# leaking fluid in passenger side



## teesquared05 (Oct 8, 2005)

I'm new to the forum so this is my first post. Here's my story, hopefully someone can help....

I was driving for about maybe a little over 2 hours and I had the A/C running most of the time. Did not realize until I reached my destination that there was water/ clear fluid all over the passenger side carpet. I was told that it was a obstructed air conditioner drain hose. Is this right? Can I repair this myself? Easy? Hard? Will it affect anything if I don't use the A/C? How much for repairs in a shop?

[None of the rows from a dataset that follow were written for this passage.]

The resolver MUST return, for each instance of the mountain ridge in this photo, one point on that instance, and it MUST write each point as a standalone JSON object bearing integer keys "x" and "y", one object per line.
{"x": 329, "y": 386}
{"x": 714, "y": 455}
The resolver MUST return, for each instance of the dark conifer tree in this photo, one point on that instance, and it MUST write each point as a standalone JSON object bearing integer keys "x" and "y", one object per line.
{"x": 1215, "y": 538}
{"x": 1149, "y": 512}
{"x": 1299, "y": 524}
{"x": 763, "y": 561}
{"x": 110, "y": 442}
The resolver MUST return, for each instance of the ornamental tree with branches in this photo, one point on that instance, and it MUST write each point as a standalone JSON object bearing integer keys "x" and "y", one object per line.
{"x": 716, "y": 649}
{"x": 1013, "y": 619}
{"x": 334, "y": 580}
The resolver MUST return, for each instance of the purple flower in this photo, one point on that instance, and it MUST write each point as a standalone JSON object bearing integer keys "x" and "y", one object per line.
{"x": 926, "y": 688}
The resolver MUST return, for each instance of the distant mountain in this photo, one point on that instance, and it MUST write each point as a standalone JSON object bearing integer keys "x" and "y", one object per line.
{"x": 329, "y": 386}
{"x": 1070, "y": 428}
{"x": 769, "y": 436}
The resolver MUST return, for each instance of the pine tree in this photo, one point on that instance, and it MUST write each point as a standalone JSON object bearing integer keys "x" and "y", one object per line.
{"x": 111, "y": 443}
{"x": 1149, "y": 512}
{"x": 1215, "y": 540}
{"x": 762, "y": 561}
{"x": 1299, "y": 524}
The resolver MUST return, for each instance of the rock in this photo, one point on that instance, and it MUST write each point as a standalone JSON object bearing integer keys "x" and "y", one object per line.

Hopefully this wasn't too much. Any help would be appreicated. Thanks.


----------



## Asleep (Jan 19, 2003)

teesquared05 said:


> I'm new to the forum so this is my first post. Here's my story, hopefully someone can help....
> 
> I was driving for about maybe a little over 2 hours and I had the A/C running most of the time. Did not realize until I reached my destination that there was water/ clear fluid all over the passenger side carpet. I was told that it was a obstructed air conditioner drain hose. Is this right? Can I repair this myself? Easy? Hard? Will it affect anything if I don't use the A/C? How much for repairs in a shop?
> 
> Hopefully this wasn't too much. Any help would be appreicated. Thanks.

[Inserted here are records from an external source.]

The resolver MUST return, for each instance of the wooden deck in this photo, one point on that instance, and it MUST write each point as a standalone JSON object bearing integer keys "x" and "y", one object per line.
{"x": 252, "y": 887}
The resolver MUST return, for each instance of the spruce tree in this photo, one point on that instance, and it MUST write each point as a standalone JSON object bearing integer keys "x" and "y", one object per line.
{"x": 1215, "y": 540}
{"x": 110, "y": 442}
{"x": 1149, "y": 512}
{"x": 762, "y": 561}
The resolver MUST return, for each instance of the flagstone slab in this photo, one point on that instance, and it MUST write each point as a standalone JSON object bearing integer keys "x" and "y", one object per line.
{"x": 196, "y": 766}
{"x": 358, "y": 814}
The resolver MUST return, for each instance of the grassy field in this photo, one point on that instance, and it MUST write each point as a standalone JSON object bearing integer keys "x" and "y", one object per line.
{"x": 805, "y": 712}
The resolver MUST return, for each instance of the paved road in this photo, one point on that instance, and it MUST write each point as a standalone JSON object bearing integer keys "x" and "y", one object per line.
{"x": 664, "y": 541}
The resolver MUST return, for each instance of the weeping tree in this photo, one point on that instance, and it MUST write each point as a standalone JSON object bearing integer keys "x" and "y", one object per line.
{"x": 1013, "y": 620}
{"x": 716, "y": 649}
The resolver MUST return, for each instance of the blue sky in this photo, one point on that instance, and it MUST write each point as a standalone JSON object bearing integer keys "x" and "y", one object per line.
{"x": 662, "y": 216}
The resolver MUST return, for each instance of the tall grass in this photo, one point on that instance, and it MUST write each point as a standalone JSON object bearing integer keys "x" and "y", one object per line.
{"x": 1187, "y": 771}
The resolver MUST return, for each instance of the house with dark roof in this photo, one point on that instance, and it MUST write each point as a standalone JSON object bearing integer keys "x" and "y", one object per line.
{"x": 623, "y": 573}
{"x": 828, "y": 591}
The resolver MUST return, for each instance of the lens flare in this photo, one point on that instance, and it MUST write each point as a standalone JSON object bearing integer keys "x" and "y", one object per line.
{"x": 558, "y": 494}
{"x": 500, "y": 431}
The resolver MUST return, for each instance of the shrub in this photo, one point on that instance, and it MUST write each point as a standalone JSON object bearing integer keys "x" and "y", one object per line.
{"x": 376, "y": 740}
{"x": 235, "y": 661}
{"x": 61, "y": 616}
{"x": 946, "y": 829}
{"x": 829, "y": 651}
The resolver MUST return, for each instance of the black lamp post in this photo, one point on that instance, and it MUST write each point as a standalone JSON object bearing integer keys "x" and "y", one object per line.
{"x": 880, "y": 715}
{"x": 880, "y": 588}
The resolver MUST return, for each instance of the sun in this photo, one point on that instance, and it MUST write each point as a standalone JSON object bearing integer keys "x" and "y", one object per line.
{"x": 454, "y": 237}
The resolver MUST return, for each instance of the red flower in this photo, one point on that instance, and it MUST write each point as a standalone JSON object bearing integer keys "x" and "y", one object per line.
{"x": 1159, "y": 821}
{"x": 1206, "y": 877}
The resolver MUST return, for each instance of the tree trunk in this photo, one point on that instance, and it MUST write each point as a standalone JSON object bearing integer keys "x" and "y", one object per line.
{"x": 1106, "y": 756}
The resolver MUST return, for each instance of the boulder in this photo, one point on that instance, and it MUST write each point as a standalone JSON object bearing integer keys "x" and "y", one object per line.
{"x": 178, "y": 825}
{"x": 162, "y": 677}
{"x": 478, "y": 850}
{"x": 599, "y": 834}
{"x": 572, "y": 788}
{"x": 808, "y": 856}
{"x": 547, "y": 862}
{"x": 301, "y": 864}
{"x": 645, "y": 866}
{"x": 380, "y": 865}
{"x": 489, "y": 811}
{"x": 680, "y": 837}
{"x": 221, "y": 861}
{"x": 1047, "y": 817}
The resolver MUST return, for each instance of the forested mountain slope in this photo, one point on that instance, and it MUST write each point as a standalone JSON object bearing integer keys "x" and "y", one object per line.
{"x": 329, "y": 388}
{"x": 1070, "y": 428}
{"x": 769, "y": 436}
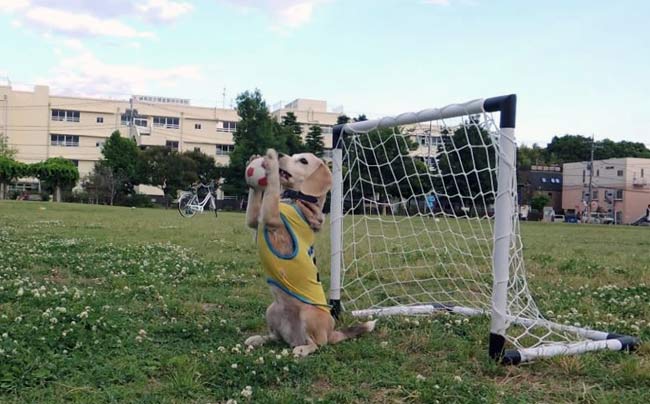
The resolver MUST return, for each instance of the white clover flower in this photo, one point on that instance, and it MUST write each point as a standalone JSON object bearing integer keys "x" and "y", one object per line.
{"x": 247, "y": 392}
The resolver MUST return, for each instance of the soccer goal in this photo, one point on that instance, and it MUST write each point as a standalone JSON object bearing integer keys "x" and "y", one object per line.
{"x": 424, "y": 219}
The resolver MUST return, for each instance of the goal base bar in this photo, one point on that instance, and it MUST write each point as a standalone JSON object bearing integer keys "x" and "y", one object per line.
{"x": 597, "y": 340}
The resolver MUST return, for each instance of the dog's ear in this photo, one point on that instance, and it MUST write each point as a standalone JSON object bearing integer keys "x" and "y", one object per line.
{"x": 319, "y": 182}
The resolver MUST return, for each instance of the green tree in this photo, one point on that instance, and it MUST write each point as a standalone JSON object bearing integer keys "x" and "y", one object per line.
{"x": 56, "y": 174}
{"x": 314, "y": 143}
{"x": 10, "y": 169}
{"x": 292, "y": 133}
{"x": 254, "y": 135}
{"x": 381, "y": 180}
{"x": 206, "y": 167}
{"x": 465, "y": 172}
{"x": 539, "y": 201}
{"x": 5, "y": 148}
{"x": 121, "y": 155}
{"x": 568, "y": 148}
{"x": 169, "y": 169}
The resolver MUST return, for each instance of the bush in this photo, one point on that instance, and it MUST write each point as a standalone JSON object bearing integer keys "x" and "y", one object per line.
{"x": 138, "y": 201}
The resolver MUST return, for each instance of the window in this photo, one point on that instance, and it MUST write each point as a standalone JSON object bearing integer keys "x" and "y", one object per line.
{"x": 619, "y": 195}
{"x": 166, "y": 122}
{"x": 172, "y": 144}
{"x": 65, "y": 115}
{"x": 227, "y": 126}
{"x": 64, "y": 140}
{"x": 225, "y": 149}
{"x": 143, "y": 122}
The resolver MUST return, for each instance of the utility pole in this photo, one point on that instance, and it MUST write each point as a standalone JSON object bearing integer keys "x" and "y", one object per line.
{"x": 591, "y": 177}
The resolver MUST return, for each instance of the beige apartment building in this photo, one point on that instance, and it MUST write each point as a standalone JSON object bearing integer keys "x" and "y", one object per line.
{"x": 620, "y": 188}
{"x": 41, "y": 125}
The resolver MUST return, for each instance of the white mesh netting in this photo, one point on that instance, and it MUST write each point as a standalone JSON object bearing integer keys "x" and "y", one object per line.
{"x": 418, "y": 221}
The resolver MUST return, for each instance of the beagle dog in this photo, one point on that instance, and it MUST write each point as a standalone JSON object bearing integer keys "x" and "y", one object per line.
{"x": 299, "y": 314}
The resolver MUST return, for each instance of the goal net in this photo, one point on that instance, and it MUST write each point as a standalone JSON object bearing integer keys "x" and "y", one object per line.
{"x": 424, "y": 219}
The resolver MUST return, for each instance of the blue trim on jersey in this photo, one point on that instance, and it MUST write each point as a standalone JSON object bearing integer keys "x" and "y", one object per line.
{"x": 293, "y": 254}
{"x": 302, "y": 216}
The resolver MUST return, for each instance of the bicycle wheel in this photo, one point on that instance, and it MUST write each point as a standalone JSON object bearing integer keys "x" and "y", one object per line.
{"x": 184, "y": 205}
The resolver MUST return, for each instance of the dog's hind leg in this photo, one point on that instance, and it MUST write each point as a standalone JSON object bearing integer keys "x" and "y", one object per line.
{"x": 303, "y": 350}
{"x": 259, "y": 340}
{"x": 351, "y": 332}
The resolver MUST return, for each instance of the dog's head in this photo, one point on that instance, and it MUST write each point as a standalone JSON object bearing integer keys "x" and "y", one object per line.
{"x": 306, "y": 173}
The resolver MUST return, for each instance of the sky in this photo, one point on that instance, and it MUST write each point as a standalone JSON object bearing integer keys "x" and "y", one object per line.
{"x": 578, "y": 67}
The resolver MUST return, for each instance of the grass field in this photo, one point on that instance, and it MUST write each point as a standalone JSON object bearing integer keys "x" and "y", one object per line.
{"x": 101, "y": 304}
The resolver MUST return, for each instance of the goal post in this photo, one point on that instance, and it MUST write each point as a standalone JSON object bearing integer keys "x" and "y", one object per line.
{"x": 424, "y": 219}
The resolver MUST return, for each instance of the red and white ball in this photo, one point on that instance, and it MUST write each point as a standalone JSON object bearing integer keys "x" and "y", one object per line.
{"x": 256, "y": 174}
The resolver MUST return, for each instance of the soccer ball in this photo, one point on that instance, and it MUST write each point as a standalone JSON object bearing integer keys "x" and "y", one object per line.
{"x": 256, "y": 174}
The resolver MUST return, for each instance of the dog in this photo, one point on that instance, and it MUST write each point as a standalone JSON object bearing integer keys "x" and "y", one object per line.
{"x": 299, "y": 314}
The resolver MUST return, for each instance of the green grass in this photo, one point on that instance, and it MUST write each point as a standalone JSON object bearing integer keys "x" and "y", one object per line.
{"x": 101, "y": 304}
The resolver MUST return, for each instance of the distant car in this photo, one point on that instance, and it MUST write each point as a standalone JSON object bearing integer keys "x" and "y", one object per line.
{"x": 601, "y": 218}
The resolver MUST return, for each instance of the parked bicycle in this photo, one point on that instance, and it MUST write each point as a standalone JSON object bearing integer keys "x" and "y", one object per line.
{"x": 190, "y": 202}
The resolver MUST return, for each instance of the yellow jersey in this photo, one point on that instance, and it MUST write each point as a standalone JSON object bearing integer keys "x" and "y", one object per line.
{"x": 295, "y": 273}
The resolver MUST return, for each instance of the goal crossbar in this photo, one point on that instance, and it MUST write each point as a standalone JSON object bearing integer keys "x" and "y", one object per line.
{"x": 505, "y": 239}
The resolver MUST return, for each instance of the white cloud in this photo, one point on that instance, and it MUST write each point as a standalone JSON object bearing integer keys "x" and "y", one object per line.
{"x": 65, "y": 22}
{"x": 86, "y": 75}
{"x": 94, "y": 18}
{"x": 284, "y": 13}
{"x": 163, "y": 10}
{"x": 10, "y": 6}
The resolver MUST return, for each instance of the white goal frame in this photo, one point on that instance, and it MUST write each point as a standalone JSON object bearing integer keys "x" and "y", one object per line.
{"x": 504, "y": 210}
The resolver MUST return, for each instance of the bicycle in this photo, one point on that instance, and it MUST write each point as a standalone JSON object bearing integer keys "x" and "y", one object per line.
{"x": 189, "y": 202}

yeah that sounds about right. behind the oil filter on the firewall is the outlet for the drain. with some patience, you can snake a wire thru there and dislodge whatever is clogging it. if not, then you need to get into the cold air box behind the glove box and unclog it that way. its a little bit of work, but not impossible.


----------



## bobdole (Oct 10, 2005)

Asleep for teh win!


----------



## teesquared05 (Oct 8, 2005)

Thanks I will give it a try.


----------